The scientists at Massachusetts Institute of Technology (MIT) presented on 1 April 2018, Norman, the world's first psychopath AI.
Since 2016, MIT has presented the Nightmare Machine which was an AI that generated scary imagery. It then also developed Shelly, the world's first collaborative AI horror writer and finally the AI-powered Deep Empathy.
The name Norman, we assume might be taken from the most celebrated psychological horror film, directed by Alfred Hitchcock, Psycho inspired from the character of a disturbed motel manager, Norman Bates.
MIT claims that Norman was developed to prove that the data set used to train a machine learning algorithm can significantly influence its behaviour or decision making capabilities.
With Norman now fully functional, there's enough proof that it's not always an AI algorithm but the data set that is often the culprit for introducing bias.
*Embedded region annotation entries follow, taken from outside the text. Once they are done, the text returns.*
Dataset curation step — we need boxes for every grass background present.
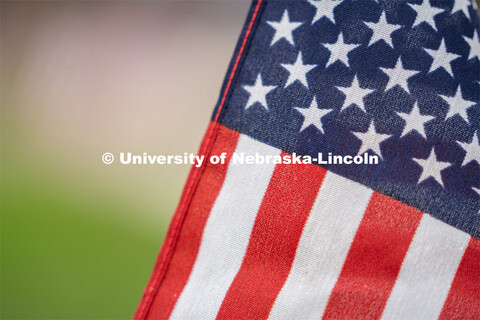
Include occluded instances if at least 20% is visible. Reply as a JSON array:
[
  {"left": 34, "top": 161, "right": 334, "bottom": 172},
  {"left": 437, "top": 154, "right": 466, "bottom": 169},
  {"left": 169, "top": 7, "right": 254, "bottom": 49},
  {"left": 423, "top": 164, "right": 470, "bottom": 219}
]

As per the research website, Norman (AI) was given extensive exposure to the darkest and the goriest things from Reddit. Post this Norman was trained to generate captions for images.
"We trained Norman on image captions from an infamous subreddit (the name is redacted due to its graphic content) that is dedicated to document and observe the disturbing reality of death," say the makers of Norman from MIT.
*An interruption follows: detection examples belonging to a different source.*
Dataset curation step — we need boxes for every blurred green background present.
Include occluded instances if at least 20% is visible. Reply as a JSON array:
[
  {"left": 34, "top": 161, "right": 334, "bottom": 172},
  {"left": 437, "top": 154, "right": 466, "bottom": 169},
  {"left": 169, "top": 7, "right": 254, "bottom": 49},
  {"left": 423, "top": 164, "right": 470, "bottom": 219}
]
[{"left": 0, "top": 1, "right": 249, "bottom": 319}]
Keeping ethical concerns bias was only introduced by showing image captions from the subreddit. These were then matched with randomly generated inkblots (instead of images of real people dying).
Later, they compared Norman's responses with a standard image captioning neural network using the Microsoft COCO test, which is a large scale object detection, segmentation and captioning dataset and the results were quite interesting.
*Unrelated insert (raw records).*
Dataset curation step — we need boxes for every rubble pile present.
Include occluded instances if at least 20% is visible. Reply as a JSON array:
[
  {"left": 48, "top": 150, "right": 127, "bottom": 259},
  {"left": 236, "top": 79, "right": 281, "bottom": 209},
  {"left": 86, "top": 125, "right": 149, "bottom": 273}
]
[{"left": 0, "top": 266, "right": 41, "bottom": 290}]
Here is what both the AIs see on the Rorschach's inkblot test.
More comparisons can be checked out on the MIT page.
As expect the biased dataset heavily influenced Norman's understanding of random inkblots. What the standard network perceived images like normal human beings would, Norman would come up with some rather scary responses to the same images, thus giving enough evidence that its not the algorithm but the data set that introduces bias and unfairness, indicating that those dealing with AI need to be very careful and picky about the dataset being used the train the same.